Por: José Luis Rodríguez C. 7 abril, 2015

Sus recorridos largos como volante de contención se acabaron. Ahora David Guzmán no debe preocuparse tanto por defender, sino armar y atacar.

El domingo contra Pérez Zeledón, esta nueva faceta del “20” morado se hizo más que evidente en el primer tiempo, cuando llevó los hilos del juego y hasta tuvo una para marcar que le sacó Luis Diego Sequeira con un vuelo a su izquierda.

Con la presencia de Néstor Monge, quien posee cualidades defensivas, Guzmán ha tomado la batuta y el protagonismo que antes poseían Marvin Angulo, Juan Bustos y Diego Estrada.

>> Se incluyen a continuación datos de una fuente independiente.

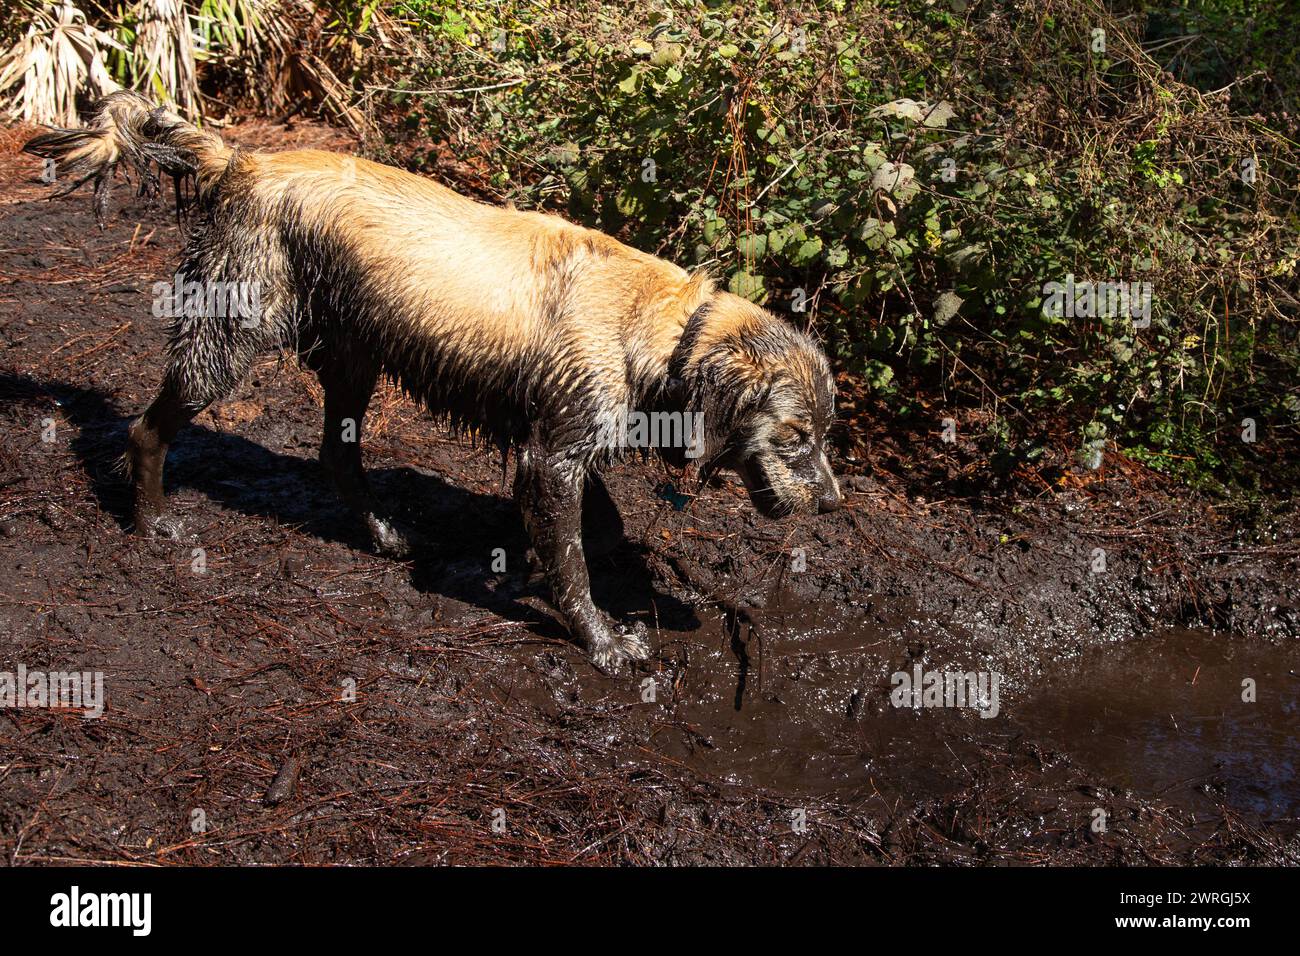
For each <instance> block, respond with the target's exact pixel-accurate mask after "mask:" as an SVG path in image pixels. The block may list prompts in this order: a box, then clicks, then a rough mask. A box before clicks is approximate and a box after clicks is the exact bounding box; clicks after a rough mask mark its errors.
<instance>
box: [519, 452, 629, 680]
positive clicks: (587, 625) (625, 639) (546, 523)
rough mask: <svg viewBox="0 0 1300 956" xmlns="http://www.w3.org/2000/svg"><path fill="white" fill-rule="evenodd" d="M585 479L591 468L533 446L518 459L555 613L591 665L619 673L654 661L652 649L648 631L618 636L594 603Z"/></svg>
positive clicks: (535, 533)
mask: <svg viewBox="0 0 1300 956" xmlns="http://www.w3.org/2000/svg"><path fill="white" fill-rule="evenodd" d="M585 479H586V468H585V467H584V466H581V464H580V463H577V462H575V460H573V459H571V458H568V457H565V455H564V454H547V453H546V450H545V449H541V447H538V446H536V445H532V446H529V447H526V449H523V450H521V451H520V455H519V472H517V473H516V476H515V497H516V499H517V501H519V506H520V510H521V511H523V514H524V524H525V527H526V528H528V535H529V537H530V538H532V541H533V550H536V551H537V559H538V561H539V562H541V564H542V570H543V572H545V574H546V580H547V583H549V584H550V585H551V594H552V596H554V600H555V607H556V610H559V613H560V615H562V617H563V618H564V622H565V623H567V624H568V628H569V632H571V633H572V635H573V637H575V639H577V641H578V644H581V645H582V646H584V648H586V652H588V653H589V654H590V656H591V662H593V663H595V666H597V667H599V669H601V670H603V671H606V672H608V674H616V672H617V671H619V667H620V666H621V663H623V661H624V659H633V661H643V659H645V658H646V657H649V656H650V645H649V644H647V643H646V639H645V631H643V627H640V628H638V630H634V631H616V630H614V628H611V626H610V622H608V618H607V617H606V615H604V614H602V613H601V611H599V610H597V607H595V604H594V602H593V601H591V585H590V581H589V579H588V575H586V557H585V555H584V554H582V535H581V531H582V485H584V481H585Z"/></svg>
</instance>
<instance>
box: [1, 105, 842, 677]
mask: <svg viewBox="0 0 1300 956" xmlns="http://www.w3.org/2000/svg"><path fill="white" fill-rule="evenodd" d="M25 150H26V151H27V152H31V153H35V155H38V156H44V157H52V159H56V160H57V161H59V166H57V169H59V174H60V177H61V178H64V179H66V181H68V185H66V186H65V187H64V191H72V190H73V189H77V187H79V186H81V185H83V183H86V182H88V181H91V179H94V187H95V212H96V217H98V219H99V220H100V222H101V224H103V217H104V215H105V211H107V200H108V191H109V186H110V183H112V181H113V177H114V173H116V170H117V168H118V166H125V168H126V169H127V170H134V173H135V174H136V176H138V177H139V181H140V185H142V189H144V190H146V191H151V190H156V189H157V187H159V172H157V170H161V172H162V173H166V174H168V176H170V177H173V179H174V181H175V183H177V193H178V200H179V194H181V183H182V182H187V183H190V185H191V187H192V200H191V203H190V206H191V212H192V213H194V217H192V220H191V222H192V229H191V232H190V238H188V242H187V247H186V250H185V256H183V260H182V263H181V267H179V269H178V271H177V277H175V284H177V289H182V287H190V286H188V285H187V284H199V285H198V287H200V289H204V287H212V286H214V285H216V286H230V285H235V284H238V285H239V286H240V287H250V285H251V287H253V289H255V290H256V291H257V295H256V299H257V306H259V310H257V315H255V316H251V317H250V316H248V315H247V313H240V315H231V313H230V311H229V310H212V308H209V307H204V304H203V297H201V295H200V297H198V300H191V299H190V298H188V297H182V298H185V300H183V303H182V304H183V307H182V308H179V310H175V311H174V313H173V317H172V326H170V329H169V333H170V345H169V349H168V362H166V371H165V373H164V376H162V385H161V389H160V392H159V394H157V397H156V398H155V399H153V402H152V405H149V407H148V410H147V411H146V412H144V414H143V415H142V416H140V418H139V419H136V420H135V421H134V423H133V424H131V427H130V432H129V442H127V450H126V463H127V466H129V468H130V472H131V476H133V480H134V522H135V529H136V532H139V533H156V532H157V531H159V529H160V528H165V524H161V523H162V507H164V505H162V462H164V458H165V457H166V451H168V446H169V445H170V444H172V441H173V438H174V437H175V434H177V432H178V431H179V428H181V427H182V425H185V424H186V423H187V421H190V420H191V419H192V418H194V416H195V415H196V414H199V412H200V411H201V410H203V408H205V407H207V406H208V405H211V403H212V402H214V401H217V399H220V398H224V397H225V395H227V394H229V393H230V392H231V390H233V389H234V388H235V385H237V384H238V382H239V380H240V377H242V376H243V375H244V372H247V369H248V367H250V364H251V363H252V360H253V358H255V356H256V355H259V354H261V352H265V351H273V350H292V351H296V352H298V355H299V356H300V359H302V362H303V363H305V364H307V365H308V367H309V368H312V369H313V371H315V372H316V373H317V375H318V376H320V381H321V385H322V388H324V392H325V428H324V438H322V442H321V450H320V458H321V462H322V464H324V466H325V468H326V471H328V472H329V473H330V475H331V477H333V480H334V483H335V484H337V485H338V489H339V492H341V493H342V496H343V498H344V501H346V502H347V503H348V506H350V507H351V509H352V510H355V511H356V514H357V515H359V516H360V518H361V520H364V522H365V524H367V525H368V528H369V532H370V536H372V540H373V542H374V546H376V548H377V549H378V550H381V551H385V553H389V554H402V553H403V551H404V549H406V541H404V540H403V537H402V535H400V533H399V532H398V531H396V529H395V528H394V525H393V523H391V522H390V520H387V519H386V518H385V516H383V515H382V514H381V511H380V509H378V507H377V505H376V502H374V499H373V498H372V496H370V492H369V490H368V488H367V481H365V475H364V472H363V468H361V446H360V434H359V428H360V423H361V418H363V415H364V414H365V410H367V407H368V405H369V401H370V394H372V392H373V389H374V385H376V381H377V380H378V376H380V375H387V376H390V377H391V378H393V380H395V381H396V382H398V384H399V386H400V388H402V389H403V390H404V392H406V393H407V394H408V395H411V397H412V398H415V399H416V401H419V402H422V403H424V405H425V406H426V407H428V408H429V410H430V411H432V412H433V414H434V415H437V416H439V418H442V419H445V420H447V421H450V423H451V424H452V425H454V427H459V428H460V429H464V431H474V432H477V433H478V434H481V436H485V437H487V438H489V440H491V441H493V442H495V444H498V445H499V446H500V447H502V449H504V450H510V449H513V451H515V454H516V460H517V471H516V477H515V496H516V498H517V501H519V505H520V507H521V510H523V514H524V522H525V525H526V528H528V533H529V537H530V540H532V544H533V549H534V551H536V554H537V558H538V561H539V563H541V566H542V570H543V571H545V575H546V579H547V581H549V584H550V587H551V592H552V594H554V601H555V605H556V606H558V610H559V611H560V614H562V617H563V619H564V622H565V623H567V624H568V627H569V631H571V632H572V635H573V636H575V639H576V640H577V641H578V643H580V644H581V645H582V646H584V648H585V649H586V650H588V652H589V654H590V657H591V659H593V662H594V663H595V665H597V666H598V667H601V669H602V670H606V671H611V672H612V671H616V670H617V669H619V665H620V663H621V662H623V661H624V659H629V658H630V659H643V658H645V657H647V654H649V646H647V643H646V639H645V630H643V627H637V628H633V630H625V628H620V627H617V626H615V624H614V623H612V622H611V619H610V618H607V617H606V615H604V614H603V613H601V611H599V610H597V607H595V605H594V604H593V601H591V594H590V587H589V579H588V570H586V561H585V555H584V553H582V545H581V538H580V531H581V501H582V493H584V484H585V481H586V480H588V479H589V476H593V475H595V473H597V471H598V468H599V467H601V466H602V464H604V463H607V462H608V460H611V459H612V458H615V457H616V455H617V454H619V453H620V450H621V446H623V445H625V444H627V442H625V441H624V438H625V436H621V434H619V433H617V429H611V428H610V427H608V423H610V421H611V420H623V419H620V418H619V415H620V411H627V410H642V414H647V412H651V414H659V412H668V414H690V415H693V416H698V418H697V419H695V420H698V421H701V423H702V427H701V429H699V432H701V434H699V436H698V437H699V438H702V445H701V446H698V447H694V449H693V453H692V451H690V450H686V449H681V447H668V449H660V453H662V454H664V455H666V457H667V458H668V459H669V460H675V462H677V463H681V462H682V460H684V459H685V458H688V457H693V458H695V459H697V462H698V463H699V464H701V466H702V468H701V471H702V473H710V472H711V471H714V470H716V468H731V470H733V471H736V472H738V475H740V476H741V479H742V481H744V483H745V485H746V488H748V490H749V494H750V498H751V501H753V503H754V506H755V507H757V509H758V510H759V511H761V512H762V514H764V515H767V516H774V518H775V516H781V515H788V514H793V512H811V511H816V510H832V509H835V507H837V506H839V505H840V501H841V497H840V489H839V485H837V484H836V479H835V476H833V473H832V471H831V467H829V463H828V462H827V457H826V451H824V440H826V433H827V429H828V428H829V425H831V420H832V416H833V414H835V388H833V380H832V377H831V371H829V367H828V364H827V359H826V355H824V354H823V352H822V350H820V349H819V347H818V346H816V343H815V342H814V341H813V339H811V338H809V337H807V336H805V334H802V333H800V332H797V330H794V329H792V328H790V326H789V325H787V324H785V323H783V321H780V320H779V319H776V317H775V316H774V315H771V313H770V312H767V311H764V310H762V308H759V307H758V306H755V304H753V303H750V302H748V300H745V299H742V298H740V297H736V295H732V294H728V293H723V291H719V290H715V289H714V285H712V282H711V281H710V280H708V277H707V276H703V274H699V273H695V274H692V273H688V272H686V271H684V269H681V268H679V267H676V265H672V264H671V263H667V261H663V260H662V259H656V258H654V256H650V255H646V254H643V252H638V251H637V250H634V248H630V247H628V246H624V245H623V243H620V242H616V241H615V239H612V238H610V237H607V235H603V234H601V233H597V232H593V230H589V229H584V228H580V226H576V225H573V224H571V222H567V221H565V220H563V219H559V217H558V216H550V215H543V213H536V212H520V211H515V209H508V208H498V207H493V206H487V204H482V203H477V202H474V200H471V199H467V198H465V196H461V195H459V194H456V193H454V191H451V190H450V189H446V187H443V186H441V185H438V183H435V182H433V181H430V179H426V178H424V177H420V176H415V174H411V173H406V172H402V170H399V169H394V168H391V166H385V165H380V164H376V163H369V161H365V160H359V159H354V157H348V156H341V155H335V153H329V152H318V151H294V152H278V153H257V152H248V151H244V150H239V148H231V147H229V146H226V144H225V143H224V142H222V140H221V138H220V137H217V135H214V134H212V133H208V131H204V130H200V129H198V127H195V126H192V125H191V124H188V122H186V121H185V120H182V118H181V117H178V116H175V114H173V113H170V112H168V111H165V109H161V108H155V104H153V103H151V101H149V100H147V99H144V98H143V96H139V95H138V94H134V92H126V91H122V92H114V94H110V95H108V96H105V98H104V99H101V100H99V101H98V103H96V104H95V107H94V108H92V112H91V116H90V120H88V124H87V126H86V127H85V129H79V130H52V131H49V133H45V134H42V135H38V137H36V138H34V139H32V140H31V142H29V143H27V144H26V147H25ZM69 177H70V179H69ZM209 304H211V303H209ZM217 312H220V315H218V313H217ZM697 445H699V442H697Z"/></svg>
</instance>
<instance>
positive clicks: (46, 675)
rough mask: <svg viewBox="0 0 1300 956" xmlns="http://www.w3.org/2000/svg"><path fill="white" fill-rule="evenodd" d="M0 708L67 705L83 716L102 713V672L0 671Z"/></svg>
mask: <svg viewBox="0 0 1300 956" xmlns="http://www.w3.org/2000/svg"><path fill="white" fill-rule="evenodd" d="M0 708H12V709H23V708H66V709H69V710H81V711H83V714H82V715H83V717H87V718H91V717H100V715H103V713H104V674H103V671H29V670H27V667H26V666H25V665H21V663H19V665H18V670H17V671H0Z"/></svg>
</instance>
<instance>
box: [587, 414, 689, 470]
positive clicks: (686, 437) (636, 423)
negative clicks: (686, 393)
mask: <svg viewBox="0 0 1300 956" xmlns="http://www.w3.org/2000/svg"><path fill="white" fill-rule="evenodd" d="M597 432H598V434H597V440H598V441H599V445H601V447H604V449H684V451H685V455H686V458H699V457H701V455H702V454H705V415H703V412H694V411H651V412H645V411H637V410H634V408H632V410H629V408H628V407H627V406H625V405H620V406H619V407H617V408H616V410H615V411H612V412H604V414H602V415H601V420H599V423H598V425H597Z"/></svg>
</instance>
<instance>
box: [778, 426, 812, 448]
mask: <svg viewBox="0 0 1300 956" xmlns="http://www.w3.org/2000/svg"><path fill="white" fill-rule="evenodd" d="M807 442H809V434H807V432H803V431H801V429H798V428H790V429H785V431H783V432H780V433H779V434H777V436H776V446H777V447H779V449H781V450H783V451H793V450H796V449H798V447H802V446H803V445H806V444H807Z"/></svg>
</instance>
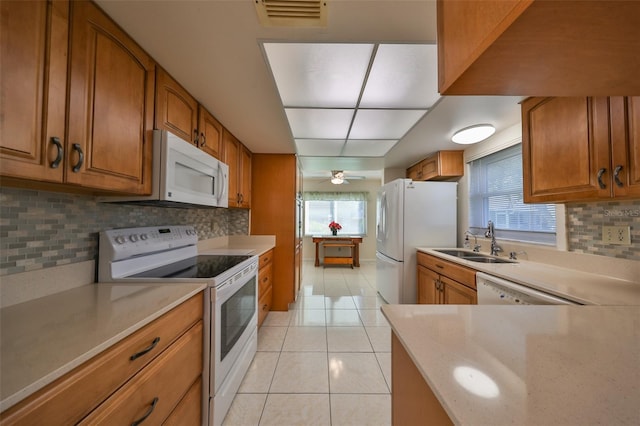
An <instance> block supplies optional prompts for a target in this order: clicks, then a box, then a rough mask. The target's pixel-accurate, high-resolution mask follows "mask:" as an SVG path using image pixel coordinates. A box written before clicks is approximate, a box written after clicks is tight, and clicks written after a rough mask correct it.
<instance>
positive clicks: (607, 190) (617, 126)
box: [522, 97, 640, 203]
mask: <svg viewBox="0 0 640 426" xmlns="http://www.w3.org/2000/svg"><path fill="white" fill-rule="evenodd" d="M522 160H523V178H524V201H525V202H527V203H545V202H568V201H580V200H585V201H586V200H597V199H610V198H612V197H615V198H638V197H640V97H628V98H623V97H611V98H606V97H596V98H587V97H582V98H576V97H568V98H529V99H527V100H525V101H524V102H523V103H522Z"/></svg>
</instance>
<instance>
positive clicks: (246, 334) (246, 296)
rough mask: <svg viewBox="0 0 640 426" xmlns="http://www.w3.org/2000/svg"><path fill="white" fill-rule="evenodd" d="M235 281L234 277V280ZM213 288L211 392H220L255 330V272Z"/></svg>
mask: <svg viewBox="0 0 640 426" xmlns="http://www.w3.org/2000/svg"><path fill="white" fill-rule="evenodd" d="M234 279H235V277H234ZM234 279H230V280H228V281H227V282H226V283H224V284H222V285H220V286H218V287H216V289H215V291H216V306H215V325H214V326H213V327H212V331H214V330H215V331H214V334H215V336H214V339H212V340H213V341H215V366H214V370H213V374H214V376H215V381H213V382H214V383H215V386H214V391H217V390H218V389H219V388H220V385H222V383H223V382H224V379H225V378H226V377H227V375H228V374H229V372H230V371H231V369H232V368H233V365H234V363H235V362H236V360H237V359H238V358H239V356H240V354H241V352H242V349H243V348H244V347H245V346H246V344H247V341H248V340H249V338H250V337H251V335H252V334H253V333H254V332H255V330H256V328H257V326H258V319H257V318H258V315H257V312H258V276H257V271H255V273H252V274H247V275H242V278H241V279H239V280H237V281H233V280H234Z"/></svg>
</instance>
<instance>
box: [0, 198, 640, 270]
mask: <svg viewBox="0 0 640 426" xmlns="http://www.w3.org/2000/svg"><path fill="white" fill-rule="evenodd" d="M566 212H567V235H568V239H569V250H570V251H573V252H577V253H588V254H595V255H601V256H608V257H616V258H622V259H629V260H639V261H640V201H620V202H608V203H572V204H568V205H567V209H566ZM154 225H193V226H195V228H196V230H197V231H198V235H199V236H200V239H208V238H215V237H221V236H225V235H247V234H248V232H249V211H248V210H244V209H224V208H218V209H174V208H160V207H149V206H133V205H124V204H105V203H98V202H96V201H95V199H94V198H93V197H91V196H86V195H71V194H62V193H53V192H45V191H30V190H23V189H14V188H4V187H0V276H2V275H10V274H15V273H19V272H25V271H31V270H36V269H42V268H49V267H53V266H59V265H65V264H69V263H74V262H84V261H87V260H92V259H96V258H97V247H98V232H99V231H101V230H103V229H110V228H126V227H136V226H154ZM603 225H607V226H611V225H621V226H629V227H630V228H631V246H620V245H612V244H605V243H602V226H603Z"/></svg>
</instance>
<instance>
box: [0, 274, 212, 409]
mask: <svg viewBox="0 0 640 426" xmlns="http://www.w3.org/2000/svg"><path fill="white" fill-rule="evenodd" d="M205 288H206V283H197V284H193V283H182V284H181V285H175V284H166V283H165V284H159V283H146V284H105V283H100V284H89V285H85V286H81V287H78V288H74V289H71V290H67V291H63V292H59V293H56V294H53V295H49V296H45V297H41V298H38V299H34V300H31V301H28V302H24V303H19V304H16V305H13V306H8V307H5V308H2V309H1V310H0V400H1V402H0V411H4V410H5V409H7V408H9V407H10V406H12V405H14V404H15V403H17V402H19V401H21V400H22V399H24V398H26V397H27V396H29V395H31V394H32V393H34V392H35V391H37V390H39V389H41V388H43V387H44V386H46V385H47V384H49V383H51V382H53V381H54V380H55V379H57V378H59V377H61V376H63V375H64V374H66V373H68V372H69V371H71V370H73V369H74V368H75V367H77V366H79V365H80V364H82V363H84V362H85V361H87V360H89V359H90V358H92V357H94V356H95V355H97V354H99V353H100V352H102V351H104V350H105V349H107V348H109V347H111V346H113V345H114V344H115V343H117V342H119V341H120V340H122V339H124V338H125V337H127V336H129V335H131V334H132V333H134V332H135V331H137V330H139V329H141V328H142V327H144V326H145V325H147V324H149V323H151V322H152V321H154V320H155V319H157V318H159V317H160V316H162V315H163V314H165V313H166V312H168V311H170V310H171V309H173V308H174V307H176V306H178V305H179V304H181V303H182V302H184V301H186V300H187V299H189V298H191V297H192V296H194V295H196V294H198V293H199V292H201V291H203V290H204V289H205Z"/></svg>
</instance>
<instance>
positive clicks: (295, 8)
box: [255, 0, 327, 27]
mask: <svg viewBox="0 0 640 426" xmlns="http://www.w3.org/2000/svg"><path fill="white" fill-rule="evenodd" d="M255 4H256V10H257V12H258V18H259V19H260V23H262V25H263V26H265V27H326V26H327V1H326V0H324V1H316V0H255Z"/></svg>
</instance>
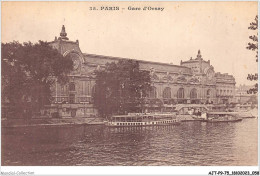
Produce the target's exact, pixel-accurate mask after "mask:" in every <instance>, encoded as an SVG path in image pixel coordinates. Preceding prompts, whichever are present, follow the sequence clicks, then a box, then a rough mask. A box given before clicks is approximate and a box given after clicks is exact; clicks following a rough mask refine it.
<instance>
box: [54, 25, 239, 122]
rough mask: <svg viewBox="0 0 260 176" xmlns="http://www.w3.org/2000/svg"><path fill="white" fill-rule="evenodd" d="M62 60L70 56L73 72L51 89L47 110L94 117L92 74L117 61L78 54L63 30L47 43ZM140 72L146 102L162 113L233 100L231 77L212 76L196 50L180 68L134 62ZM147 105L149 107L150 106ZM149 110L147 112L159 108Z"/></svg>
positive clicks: (233, 81) (208, 64) (211, 72)
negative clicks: (141, 76) (146, 83)
mask: <svg viewBox="0 0 260 176" xmlns="http://www.w3.org/2000/svg"><path fill="white" fill-rule="evenodd" d="M49 44H50V45H51V46H52V47H54V48H56V49H57V50H58V51H59V52H60V53H61V54H63V56H66V55H71V56H72V57H73V62H74V71H72V72H71V74H70V75H69V77H70V82H69V83H68V85H65V86H61V85H59V84H58V83H56V85H55V86H54V87H53V98H54V101H53V103H52V105H51V106H50V107H51V108H53V109H57V108H58V110H59V114H60V115H61V116H63V117H65V116H68V117H71V116H72V117H74V116H82V117H88V116H91V115H96V114H97V111H96V109H95V108H94V107H93V101H92V95H93V92H94V91H95V74H94V71H95V70H97V69H102V68H103V67H104V65H105V64H106V63H108V62H117V61H118V60H120V59H126V58H120V57H110V56H102V55H94V54H86V53H82V52H81V50H80V47H79V42H78V40H77V41H76V42H73V41H69V39H68V37H67V33H66V31H65V27H64V26H63V27H62V31H61V33H60V37H59V38H56V37H55V40H54V41H52V42H50V43H49ZM138 62H139V64H140V68H141V69H143V70H149V71H150V74H151V78H152V91H151V92H149V97H147V100H148V101H150V102H160V103H161V104H162V107H163V108H164V109H167V108H172V107H173V106H174V105H175V104H181V103H194V104H198V103H210V104H219V103H230V102H233V101H234V97H235V84H236V82H235V78H234V77H233V76H232V75H228V74H221V73H219V72H217V73H215V71H214V67H213V66H212V65H210V61H205V60H204V59H203V58H202V55H201V52H200V50H199V51H198V54H197V56H196V58H195V59H192V58H191V59H190V60H187V61H181V63H180V65H173V64H166V63H160V62H150V61H143V60H138ZM150 104H151V103H150ZM162 107H159V106H151V107H148V108H147V111H155V110H159V108H162Z"/></svg>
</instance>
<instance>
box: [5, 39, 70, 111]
mask: <svg viewBox="0 0 260 176" xmlns="http://www.w3.org/2000/svg"><path fill="white" fill-rule="evenodd" d="M1 48H2V59H1V64H2V102H7V101H8V102H9V105H10V106H13V107H14V111H15V113H16V115H17V114H20V115H22V114H23V112H24V111H30V112H35V111H38V110H39V109H40V108H42V107H43V106H44V105H46V104H48V103H50V101H51V90H50V89H51V86H52V85H53V83H54V82H55V81H56V80H58V81H59V82H60V83H66V82H67V81H68V77H67V74H68V73H69V72H70V71H71V70H72V68H73V62H72V60H71V59H70V58H68V57H65V58H64V57H63V56H62V55H61V54H60V53H59V52H58V51H57V50H55V49H53V48H52V47H51V46H49V45H48V43H47V42H43V41H39V42H38V43H35V44H33V43H31V42H27V43H23V44H21V43H19V42H16V41H14V42H10V43H2V46H1Z"/></svg>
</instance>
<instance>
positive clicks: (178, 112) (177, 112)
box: [176, 104, 209, 121]
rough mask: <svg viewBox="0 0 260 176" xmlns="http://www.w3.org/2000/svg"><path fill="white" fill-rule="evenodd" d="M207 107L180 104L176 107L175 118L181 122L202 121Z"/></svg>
mask: <svg viewBox="0 0 260 176" xmlns="http://www.w3.org/2000/svg"><path fill="white" fill-rule="evenodd" d="M208 111H209V109H208V107H207V106H206V105H203V104H182V105H177V106H176V114H177V118H178V119H180V120H181V121H204V120H205V119H206V113H207V112H208Z"/></svg>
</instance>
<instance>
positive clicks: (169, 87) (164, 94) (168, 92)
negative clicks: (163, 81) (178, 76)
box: [163, 87, 172, 99]
mask: <svg viewBox="0 0 260 176" xmlns="http://www.w3.org/2000/svg"><path fill="white" fill-rule="evenodd" d="M163 98H167V99H170V98H172V96H171V88H170V87H166V88H165V89H164V90H163Z"/></svg>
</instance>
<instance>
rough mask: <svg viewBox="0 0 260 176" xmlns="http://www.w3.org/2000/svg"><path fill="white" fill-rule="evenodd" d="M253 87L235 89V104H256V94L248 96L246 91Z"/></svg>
mask: <svg viewBox="0 0 260 176" xmlns="http://www.w3.org/2000/svg"><path fill="white" fill-rule="evenodd" d="M253 87H254V86H248V85H245V84H243V85H239V86H237V87H236V95H235V100H236V101H235V102H236V103H240V104H247V103H249V104H251V103H256V101H257V95H256V94H248V93H247V91H248V90H249V89H251V88H253Z"/></svg>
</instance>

Guzmán protege la pelota ante Bryan Sánchez. | MELISSA FERNÁNDEZ
Guzmán protege la pelota ante Bryan Sánchez. | MELISSA FERNÁNDEZ

“Cuando Guzmán jugaba de cinco (contención), lo teníamos un poco limitado porque obviamente hay que mantener el balance, aunque sabíamos que él puede tener una buena proyección para romper la línea de volantes y buscar ofensiva”, dijo Jeaustin Campos el domingo tras vencer a Pérez Zeledón.

“Creo que él aún puede romper un poquito más. Él nos da esa intensidad que requerimos en el medio, no solo para atacar, sino a la hora de defender; creo que con él ganamos muchísimo”, añadió el entrenador.

La presencia de Guzmán como volante mixto le ha restado presencia a Manfred Russell, excompañero en la media cuando el “20” jugaba como contención.

Su potencia física ayuda a disimular carencias del sistema morado, como cuando Angulo pierde presencia en su sector.

De acuerdo con el entrenador, un factor que beneficia a que la mediacancha se vea bien es el trabajo de Jonathan Moya y Ariel Rodríguez, delanteros que pueden jugar como “nueve” (cerca del área), y que se mueven mucho en todo el frente del ataque.

Allí aparece Guzmán, convertido en el guía de los morados.